CAES Zuidwending will implement a further design step that will allow green hydrogen to fully replace methane, providing a 100% renewable-CAES solution.

Need for the project

Corre Energy Storage BV is developing CAES Zuidwending in the context of the Paris Agreement and The Netherlands Climate Act and the National Climate Agreement 2018, which set a national target for 70% renewable energy by 2030, comprising 11.5 GW of offshore wind, an additional 7 GW of onshore wind and up to 6-8 GW of solar.

Other northern European countries have acknowledged that climate change must be addressed as an emergency issue and are increasing their renewable energy targets.

Offshore wind across Northern Europe is set to reach approximately 70 GW by 2030.

Achieving these ambitious targets for renewable energy will require deployment of new, large-scale innovative storage facilities as exemplified by CAES Zuidwending.

The project will provide access to energy storage for renewable energy producers and essential services to the Transmission System Operator, TenneT, to ensure the secure operation of the electricity grid.

Project benefits

A 2016 study by Imperial College London (Electrical energy storage for mitigating climate change) ranks CAES as the energy storage technology with highest Energy Stored on Investment. Essentially, this confirms CAES as the most environmentally and economically sustainable of large-scale energy storage technologies.

During construction and operation the project will provide multiple benefits at local, national and EU-wide levels including:

  • Inward investment and employment
  • Enhanced profile for Groningen as a centre of renewable energy innovation
  • Security of electricity supply
  • Integration of renewable energy
  • Improved energy price competition
  • Reduced cost of electricity generation
  • Reduced CO2 emissions

In 2019 Navigant Research, a global energy consulting company assessed the societal benefits of electricity storage projects for the European Commission. Navigant’s results for CAES Zuidwending show

  • Substantial benefit-to-cost ratio of 3.6 to 1
  • Net value of benefits per year of up to €200 million per annum.
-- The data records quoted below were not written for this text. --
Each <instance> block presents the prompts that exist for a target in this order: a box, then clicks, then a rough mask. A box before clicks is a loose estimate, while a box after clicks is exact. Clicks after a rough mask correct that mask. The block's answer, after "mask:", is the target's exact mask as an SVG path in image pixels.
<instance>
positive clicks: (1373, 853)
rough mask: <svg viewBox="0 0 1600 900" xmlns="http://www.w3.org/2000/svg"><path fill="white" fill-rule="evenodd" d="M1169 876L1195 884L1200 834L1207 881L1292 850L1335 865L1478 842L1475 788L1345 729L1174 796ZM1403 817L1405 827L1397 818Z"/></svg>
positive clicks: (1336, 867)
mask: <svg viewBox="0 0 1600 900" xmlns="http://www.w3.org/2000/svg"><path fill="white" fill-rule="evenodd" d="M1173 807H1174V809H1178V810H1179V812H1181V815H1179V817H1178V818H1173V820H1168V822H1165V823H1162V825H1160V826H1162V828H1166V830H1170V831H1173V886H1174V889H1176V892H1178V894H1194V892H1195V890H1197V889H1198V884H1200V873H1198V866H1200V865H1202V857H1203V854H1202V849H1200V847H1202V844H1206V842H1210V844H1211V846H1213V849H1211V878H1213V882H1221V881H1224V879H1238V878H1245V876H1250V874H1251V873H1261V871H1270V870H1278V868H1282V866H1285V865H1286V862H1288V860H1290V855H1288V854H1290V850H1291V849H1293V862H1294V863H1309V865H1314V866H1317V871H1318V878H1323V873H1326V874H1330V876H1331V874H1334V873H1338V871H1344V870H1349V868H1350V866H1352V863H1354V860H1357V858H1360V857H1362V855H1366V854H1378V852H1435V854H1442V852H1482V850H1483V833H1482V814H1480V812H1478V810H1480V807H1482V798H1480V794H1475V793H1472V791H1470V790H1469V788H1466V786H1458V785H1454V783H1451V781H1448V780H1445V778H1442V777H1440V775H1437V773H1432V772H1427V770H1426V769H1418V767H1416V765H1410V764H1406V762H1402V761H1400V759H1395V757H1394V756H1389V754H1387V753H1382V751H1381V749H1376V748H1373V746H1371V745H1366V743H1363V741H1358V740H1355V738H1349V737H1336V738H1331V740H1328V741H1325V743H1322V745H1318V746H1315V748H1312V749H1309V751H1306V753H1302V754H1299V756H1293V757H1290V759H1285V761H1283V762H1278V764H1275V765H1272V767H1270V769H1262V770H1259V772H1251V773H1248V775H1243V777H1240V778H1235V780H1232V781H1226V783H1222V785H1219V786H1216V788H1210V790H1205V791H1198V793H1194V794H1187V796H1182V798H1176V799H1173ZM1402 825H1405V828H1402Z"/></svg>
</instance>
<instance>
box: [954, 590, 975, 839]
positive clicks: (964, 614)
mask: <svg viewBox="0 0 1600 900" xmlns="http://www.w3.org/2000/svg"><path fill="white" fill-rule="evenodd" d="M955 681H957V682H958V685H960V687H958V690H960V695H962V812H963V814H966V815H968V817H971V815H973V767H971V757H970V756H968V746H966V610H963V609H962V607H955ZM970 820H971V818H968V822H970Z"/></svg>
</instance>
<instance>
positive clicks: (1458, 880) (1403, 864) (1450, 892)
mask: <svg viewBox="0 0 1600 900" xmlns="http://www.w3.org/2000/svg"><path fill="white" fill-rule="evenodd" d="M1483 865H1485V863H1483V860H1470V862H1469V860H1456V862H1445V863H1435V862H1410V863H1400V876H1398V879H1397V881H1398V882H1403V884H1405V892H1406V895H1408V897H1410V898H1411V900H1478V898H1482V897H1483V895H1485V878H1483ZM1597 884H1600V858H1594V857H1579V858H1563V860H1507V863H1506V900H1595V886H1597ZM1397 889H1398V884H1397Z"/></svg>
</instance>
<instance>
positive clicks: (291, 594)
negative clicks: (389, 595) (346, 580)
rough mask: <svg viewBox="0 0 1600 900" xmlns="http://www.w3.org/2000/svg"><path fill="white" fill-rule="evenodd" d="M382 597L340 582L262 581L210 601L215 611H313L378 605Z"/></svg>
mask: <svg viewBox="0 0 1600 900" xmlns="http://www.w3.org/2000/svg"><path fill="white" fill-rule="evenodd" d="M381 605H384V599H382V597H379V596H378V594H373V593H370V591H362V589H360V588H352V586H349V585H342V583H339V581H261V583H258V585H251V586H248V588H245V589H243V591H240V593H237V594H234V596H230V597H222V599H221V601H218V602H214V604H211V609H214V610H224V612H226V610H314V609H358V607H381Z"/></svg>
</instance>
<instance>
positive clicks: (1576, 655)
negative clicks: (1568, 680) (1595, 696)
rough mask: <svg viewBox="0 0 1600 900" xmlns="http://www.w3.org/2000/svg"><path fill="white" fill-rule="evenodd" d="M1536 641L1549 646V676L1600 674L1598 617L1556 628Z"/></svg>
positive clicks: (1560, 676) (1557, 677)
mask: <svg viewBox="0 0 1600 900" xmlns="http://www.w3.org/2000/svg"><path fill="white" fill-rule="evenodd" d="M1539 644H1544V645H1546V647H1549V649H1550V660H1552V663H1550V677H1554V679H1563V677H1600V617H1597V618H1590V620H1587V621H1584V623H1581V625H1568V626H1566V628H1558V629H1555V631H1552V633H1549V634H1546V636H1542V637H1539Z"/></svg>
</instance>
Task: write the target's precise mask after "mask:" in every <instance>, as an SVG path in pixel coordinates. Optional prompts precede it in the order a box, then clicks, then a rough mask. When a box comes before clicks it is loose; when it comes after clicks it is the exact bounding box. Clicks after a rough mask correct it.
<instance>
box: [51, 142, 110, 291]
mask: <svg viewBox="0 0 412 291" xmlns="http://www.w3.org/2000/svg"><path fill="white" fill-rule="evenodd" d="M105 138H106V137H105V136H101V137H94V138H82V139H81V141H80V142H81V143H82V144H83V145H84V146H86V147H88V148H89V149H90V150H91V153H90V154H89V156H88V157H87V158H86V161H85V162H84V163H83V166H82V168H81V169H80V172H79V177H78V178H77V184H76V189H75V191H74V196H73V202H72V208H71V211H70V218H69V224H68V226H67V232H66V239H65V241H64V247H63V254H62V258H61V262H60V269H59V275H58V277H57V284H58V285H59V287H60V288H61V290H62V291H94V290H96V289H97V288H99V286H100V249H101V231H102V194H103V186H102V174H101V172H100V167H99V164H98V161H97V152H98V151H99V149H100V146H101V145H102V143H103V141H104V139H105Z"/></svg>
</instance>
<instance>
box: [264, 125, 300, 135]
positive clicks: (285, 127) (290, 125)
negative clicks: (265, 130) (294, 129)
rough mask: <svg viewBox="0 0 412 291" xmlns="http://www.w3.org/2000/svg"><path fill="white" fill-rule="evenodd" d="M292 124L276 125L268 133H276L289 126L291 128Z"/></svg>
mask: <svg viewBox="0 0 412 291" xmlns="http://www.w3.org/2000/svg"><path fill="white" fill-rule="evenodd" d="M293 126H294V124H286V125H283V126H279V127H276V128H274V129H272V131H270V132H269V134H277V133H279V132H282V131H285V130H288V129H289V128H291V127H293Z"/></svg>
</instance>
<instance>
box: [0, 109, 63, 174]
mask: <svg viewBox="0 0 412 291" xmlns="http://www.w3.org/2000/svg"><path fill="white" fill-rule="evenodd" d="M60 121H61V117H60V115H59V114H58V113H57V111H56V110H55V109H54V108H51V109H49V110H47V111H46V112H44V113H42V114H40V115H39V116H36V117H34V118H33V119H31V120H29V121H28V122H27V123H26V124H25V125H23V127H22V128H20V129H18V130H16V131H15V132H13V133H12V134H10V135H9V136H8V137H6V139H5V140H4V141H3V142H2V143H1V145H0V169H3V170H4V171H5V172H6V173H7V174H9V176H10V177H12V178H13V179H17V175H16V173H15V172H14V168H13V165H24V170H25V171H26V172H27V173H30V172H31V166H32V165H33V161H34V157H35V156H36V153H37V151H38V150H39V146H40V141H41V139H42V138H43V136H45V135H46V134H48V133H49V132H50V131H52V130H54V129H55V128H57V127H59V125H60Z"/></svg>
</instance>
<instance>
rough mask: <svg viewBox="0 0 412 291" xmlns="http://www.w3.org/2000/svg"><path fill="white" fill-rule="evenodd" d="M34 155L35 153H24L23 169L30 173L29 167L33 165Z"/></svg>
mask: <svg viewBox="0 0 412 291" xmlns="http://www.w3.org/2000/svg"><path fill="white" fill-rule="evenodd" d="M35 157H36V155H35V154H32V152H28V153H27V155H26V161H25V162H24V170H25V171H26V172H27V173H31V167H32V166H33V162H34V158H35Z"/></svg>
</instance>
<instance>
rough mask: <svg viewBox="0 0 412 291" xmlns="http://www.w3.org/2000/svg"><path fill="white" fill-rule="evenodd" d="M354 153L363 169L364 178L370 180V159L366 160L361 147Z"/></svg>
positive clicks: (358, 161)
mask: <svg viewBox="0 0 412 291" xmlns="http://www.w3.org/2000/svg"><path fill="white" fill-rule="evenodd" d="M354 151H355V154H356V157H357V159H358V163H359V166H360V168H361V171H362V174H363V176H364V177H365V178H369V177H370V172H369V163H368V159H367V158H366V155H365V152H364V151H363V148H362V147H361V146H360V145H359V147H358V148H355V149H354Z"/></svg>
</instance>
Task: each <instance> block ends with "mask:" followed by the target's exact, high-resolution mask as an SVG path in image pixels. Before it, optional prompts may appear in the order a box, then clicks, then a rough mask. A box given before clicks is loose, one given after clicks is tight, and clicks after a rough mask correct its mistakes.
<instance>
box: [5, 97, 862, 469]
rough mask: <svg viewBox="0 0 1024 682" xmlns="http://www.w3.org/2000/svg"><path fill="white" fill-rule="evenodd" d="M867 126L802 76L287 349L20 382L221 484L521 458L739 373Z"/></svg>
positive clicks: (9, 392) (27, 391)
Project of Common Interest

Projects of common interest (PCIs) are key infrastructure projects that are intended to help the EU achieve its energy policy and climate objectives: affordable, secure and sustainable energy for all citizens, and the long-term decarbonisation of the economy in accordance with the Paris Agreement. The goal is to help countries within the EU to achieve their energy policies and climate objectives.

Corre Energy’s strive to achieve decarbonisation through the introduction of mass renewable energy, coupled with our aim to provide affordable, sustainable energy for citizens is why we have been designated as a PCI by the European Commission.

Electricity PCIs include interconnectors, transmission lines that provide cross-border benefit and large-scale electricity storage projects such as CAES Zuidwending.

CAES Zuidwending is included as project 1.17 on the 3rd list of PCIs within the North Seas Offshore Group priority corridor. Corre Energy Storage has applied for the project to be included on the 4th list of PCIs which is due to be finalised in early 2020.

Further information on European projects of common interest can be found at Europa.eu 

Status of the Project

Details of the project’s progress will be updated regularly at this website.

Corre Energy Storage intends to commence the pemitting process for the project in 2019 through engagement with the Ministry of Economic Affairs and Climate Policy, the national competent authority for PCIs in The Netherlands.

The Ministry’s website is www.government.nl and its guidance for the permitting process for PCIs is available here and here (English).

The permitting process will involve a thorough program of environmental and technical assessment and will include a comprehensive public consultation process, in line with Netherlands and EU legislation.

"Energy is undoubtedly one of the most critical industries, with innovative technological advancements being absolutely vital to keep up with environmental change and industry demands."